Die Leichenhalle ist "der erste Ort des Grauens"
Die Begrüßung ist freundlich. Als nach wenigen Schritten vom Parkplatz zum Heim rechts ein Gittertor zum Friedhof auftaucht, sagt Klaus Spyra unvermittelt: "Hier war der erste Ort des Grauens."
Seite an Seite laufen die Männer über den Friedhof auf den Anbau der Kirche zu. Klaus Spyra stoppt wenige Meter vor der Leichenhalle. "Bis hierhin – und nicht weiter." Wie angewurzelt bleibt er stehen, atmet tief durch. Bilder kommen hoch. Die Erinnerungen an den Pfarrer. "Er hat mich gezwungen, die Leichen anzuschauen."

"Wir sollten wissen, für wen wir am nächsten Tag bei der Beerdigung das Kreuz tragen", sagt Ammon. Spyras Gesicht verändert sich. "Damals waren die Kühlketten nicht so wie heute. Wenn da jemand drei Tage tot war, kam beißender Geruch aus dem Sarg."
Noch mehr Bilder kommen hoch. "Er selbst hat nie in den Sarg geschaut, ich musste aber. Dann hat er mich vergewaltigt." Nicht nur einmal. "Hier fanden viele sexuelle Übergriffe statt." Klaus Spyra bezeichnet das als eine Form von Nekrophilie. Und wiederholt: "Näher kann ich wirklich nicht rangehen."
Stille.

Ammon ist der erste, der wieder spricht: "Auch ich musste mir Leichen anschauen. Ich war ein kleines Kind, es war schrecklich. Aber vergewaltigt hat er mich hier nicht."
Hier nicht. Aber ganz in der Nähe, im Pfarrhaus.
In einem Gespräch mit dieser Redaktion im April berichteten Ammon und Spyra, dass der Pfarrer sie auch dort oft schwerst sexuell missbraucht hat. Eigentlich suchten sie bei ihm Schutz und Beistand. Sie wollten ihm erzählen, dass der Heimleiter, der Diakon, sie schlägt und anderes mit ihnen macht, für das die Kinder kaum Worte hatten. Statt Beistand bekamen sie Ohrfeigen und Prügel – dann sollten sie sich bücken.

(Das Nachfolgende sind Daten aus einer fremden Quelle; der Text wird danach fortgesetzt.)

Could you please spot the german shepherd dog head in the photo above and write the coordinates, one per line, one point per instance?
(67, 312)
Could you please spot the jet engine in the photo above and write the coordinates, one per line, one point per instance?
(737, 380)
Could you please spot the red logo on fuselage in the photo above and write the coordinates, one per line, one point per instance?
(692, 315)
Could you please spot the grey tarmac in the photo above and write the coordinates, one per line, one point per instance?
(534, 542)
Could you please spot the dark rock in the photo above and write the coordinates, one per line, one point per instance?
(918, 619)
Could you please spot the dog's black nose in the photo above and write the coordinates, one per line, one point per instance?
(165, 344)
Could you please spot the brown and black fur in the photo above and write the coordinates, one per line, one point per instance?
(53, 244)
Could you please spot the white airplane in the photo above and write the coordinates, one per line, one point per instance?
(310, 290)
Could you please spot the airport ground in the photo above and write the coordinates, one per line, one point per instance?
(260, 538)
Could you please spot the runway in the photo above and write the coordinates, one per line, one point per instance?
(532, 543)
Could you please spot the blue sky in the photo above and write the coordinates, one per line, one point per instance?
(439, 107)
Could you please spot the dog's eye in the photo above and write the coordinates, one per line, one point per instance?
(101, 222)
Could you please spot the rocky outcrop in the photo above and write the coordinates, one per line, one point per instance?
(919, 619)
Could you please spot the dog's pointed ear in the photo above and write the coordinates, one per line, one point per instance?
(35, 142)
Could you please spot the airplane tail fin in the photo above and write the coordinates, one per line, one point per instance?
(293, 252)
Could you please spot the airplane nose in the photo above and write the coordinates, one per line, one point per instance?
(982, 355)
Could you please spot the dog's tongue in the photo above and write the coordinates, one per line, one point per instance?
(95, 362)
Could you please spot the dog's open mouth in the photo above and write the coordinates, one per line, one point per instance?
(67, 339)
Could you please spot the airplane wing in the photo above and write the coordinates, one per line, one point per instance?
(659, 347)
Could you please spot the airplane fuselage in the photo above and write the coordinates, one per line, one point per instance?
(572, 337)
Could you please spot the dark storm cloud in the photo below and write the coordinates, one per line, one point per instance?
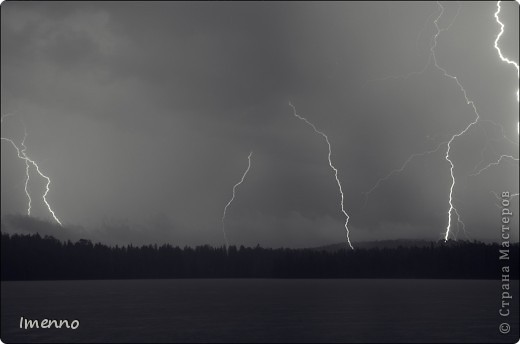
(137, 109)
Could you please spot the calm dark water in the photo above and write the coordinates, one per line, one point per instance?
(259, 310)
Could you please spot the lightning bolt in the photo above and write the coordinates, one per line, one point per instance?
(401, 169)
(21, 153)
(452, 210)
(511, 62)
(331, 166)
(233, 197)
(502, 57)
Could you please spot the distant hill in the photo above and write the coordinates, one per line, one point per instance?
(390, 244)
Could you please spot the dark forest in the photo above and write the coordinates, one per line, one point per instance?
(33, 257)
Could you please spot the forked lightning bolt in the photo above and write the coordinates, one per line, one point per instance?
(452, 208)
(331, 166)
(22, 154)
(511, 62)
(401, 169)
(233, 197)
(502, 57)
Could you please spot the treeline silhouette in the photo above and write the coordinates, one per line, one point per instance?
(32, 257)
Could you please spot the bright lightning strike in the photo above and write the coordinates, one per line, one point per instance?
(28, 161)
(331, 166)
(233, 197)
(452, 210)
(502, 57)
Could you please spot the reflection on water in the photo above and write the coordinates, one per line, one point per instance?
(259, 310)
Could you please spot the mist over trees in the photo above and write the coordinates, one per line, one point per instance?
(33, 257)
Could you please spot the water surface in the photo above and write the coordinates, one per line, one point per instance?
(270, 310)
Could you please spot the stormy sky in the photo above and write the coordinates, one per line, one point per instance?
(143, 115)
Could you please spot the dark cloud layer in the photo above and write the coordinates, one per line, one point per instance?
(143, 115)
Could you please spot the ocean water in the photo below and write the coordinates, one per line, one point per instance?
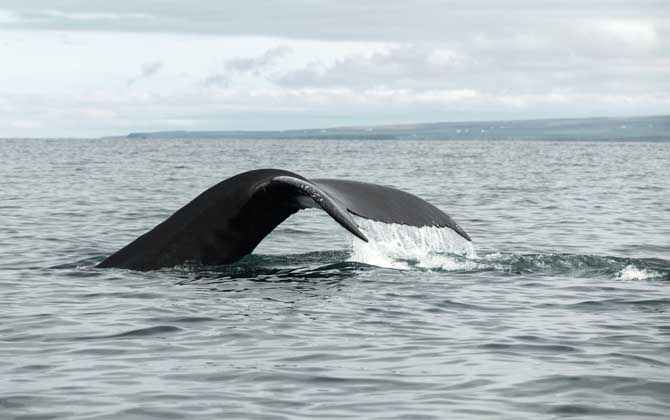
(559, 309)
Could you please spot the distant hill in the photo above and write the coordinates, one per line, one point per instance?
(656, 128)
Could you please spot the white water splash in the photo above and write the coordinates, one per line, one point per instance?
(400, 246)
(630, 272)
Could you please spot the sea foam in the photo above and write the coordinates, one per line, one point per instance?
(399, 246)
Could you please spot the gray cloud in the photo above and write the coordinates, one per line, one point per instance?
(148, 70)
(428, 60)
(248, 66)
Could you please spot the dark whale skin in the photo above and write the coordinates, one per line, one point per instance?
(227, 221)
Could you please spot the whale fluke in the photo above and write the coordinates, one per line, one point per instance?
(227, 221)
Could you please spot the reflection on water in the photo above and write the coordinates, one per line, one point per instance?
(561, 312)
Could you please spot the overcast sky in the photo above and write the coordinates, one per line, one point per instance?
(101, 67)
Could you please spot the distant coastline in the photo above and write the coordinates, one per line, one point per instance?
(648, 128)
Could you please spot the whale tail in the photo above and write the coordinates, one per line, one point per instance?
(227, 221)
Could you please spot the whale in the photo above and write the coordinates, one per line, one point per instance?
(227, 221)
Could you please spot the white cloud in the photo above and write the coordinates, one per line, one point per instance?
(625, 33)
(92, 67)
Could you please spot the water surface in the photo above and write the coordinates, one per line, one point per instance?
(561, 310)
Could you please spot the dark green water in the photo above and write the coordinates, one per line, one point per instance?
(562, 310)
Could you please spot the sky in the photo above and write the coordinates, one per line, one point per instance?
(88, 68)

Nach ihrem verzweifelten Schrei nach Hilfe wurden sie weiter ins Pfarrhaus und in die Leichenhalle zitiert. Sie baten den Pfarrer nie wieder um Unterstützung.
Wusste er, was der Diakon den Kindern antat und wartete er nur auf eine Gelegenheit, es ihm gleichzutun?
Die Frau des Pfarrers soll Mitwisserin gewesen sein, sagen Spyra und Ammon. Sie sei öfter im Pfarrhaus ins Zimmer gekommen und habe sofort leise die Türe hinter sich geschlossen. So, als wolle sie ihren Mann nicht stören. Und die Jungen ihrem Schicksal überlassen.

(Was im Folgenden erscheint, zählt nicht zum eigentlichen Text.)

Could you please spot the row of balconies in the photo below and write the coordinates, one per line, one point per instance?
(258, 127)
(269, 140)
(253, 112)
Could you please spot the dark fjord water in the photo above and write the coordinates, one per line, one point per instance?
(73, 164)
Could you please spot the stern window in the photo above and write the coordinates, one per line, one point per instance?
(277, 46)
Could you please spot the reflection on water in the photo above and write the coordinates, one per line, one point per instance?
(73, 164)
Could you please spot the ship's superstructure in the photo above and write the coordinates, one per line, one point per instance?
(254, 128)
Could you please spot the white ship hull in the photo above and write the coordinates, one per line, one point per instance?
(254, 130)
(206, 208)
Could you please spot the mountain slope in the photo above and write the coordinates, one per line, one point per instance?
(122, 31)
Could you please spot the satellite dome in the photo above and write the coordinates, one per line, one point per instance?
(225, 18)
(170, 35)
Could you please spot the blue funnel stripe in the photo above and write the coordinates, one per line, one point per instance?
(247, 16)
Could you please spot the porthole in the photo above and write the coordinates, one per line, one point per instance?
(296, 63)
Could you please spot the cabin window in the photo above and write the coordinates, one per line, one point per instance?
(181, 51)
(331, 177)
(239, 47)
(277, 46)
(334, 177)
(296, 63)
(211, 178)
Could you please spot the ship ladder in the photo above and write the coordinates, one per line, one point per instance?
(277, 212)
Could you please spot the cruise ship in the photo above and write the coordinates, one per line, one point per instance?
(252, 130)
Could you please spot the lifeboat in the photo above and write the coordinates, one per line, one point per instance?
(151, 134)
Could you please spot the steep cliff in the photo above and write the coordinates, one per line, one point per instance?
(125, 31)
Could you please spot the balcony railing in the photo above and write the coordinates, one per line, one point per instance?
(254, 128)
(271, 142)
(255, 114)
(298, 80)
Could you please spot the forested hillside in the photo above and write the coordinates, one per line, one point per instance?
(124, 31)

Dem Friedhof gegenüber befindet sich das Kinderheim Nicolhaus. "Dort oben bist du aus dem Fenster gesprungen". Klaus Spyra deutet zum zweiten Stock. Hermann Ammon nickt. "Er hatte einen Knüppel in der Hand, da habe ich gewusst, was auf mich zukommt und bin ich aus Angst gesprungen. Mehr weiß ich nicht mehr."
Erst im Krankenhaus wachte er damals auf. Und wollte nie wieder ins Heim zurück.
Dem Diakon ausgeliefert - und in der Not aus dem Fenster gesprungen
Ammon weiß noch, dass er als einziger nicht mit zu einem Ausflug durfte. Eine Strafe. Wohl auch Kalkül des Diakons. "Ich war ihm ausgeliefert. Wenn die Köchin des Heims, die gerade auf dem Friedhof war, meinen Sturz nicht gesehen hätte, wäre ich heute wohl nicht mehr hier." Seine Lebensretterin sei nach Hause gelaufen und habe Hilfe geholt.
Und der Diakon? Mit bitterem Klang sagt Ammon: "Er hätte mich wohl liegenlassen und es später als tragischen Unglücksfall abgetan."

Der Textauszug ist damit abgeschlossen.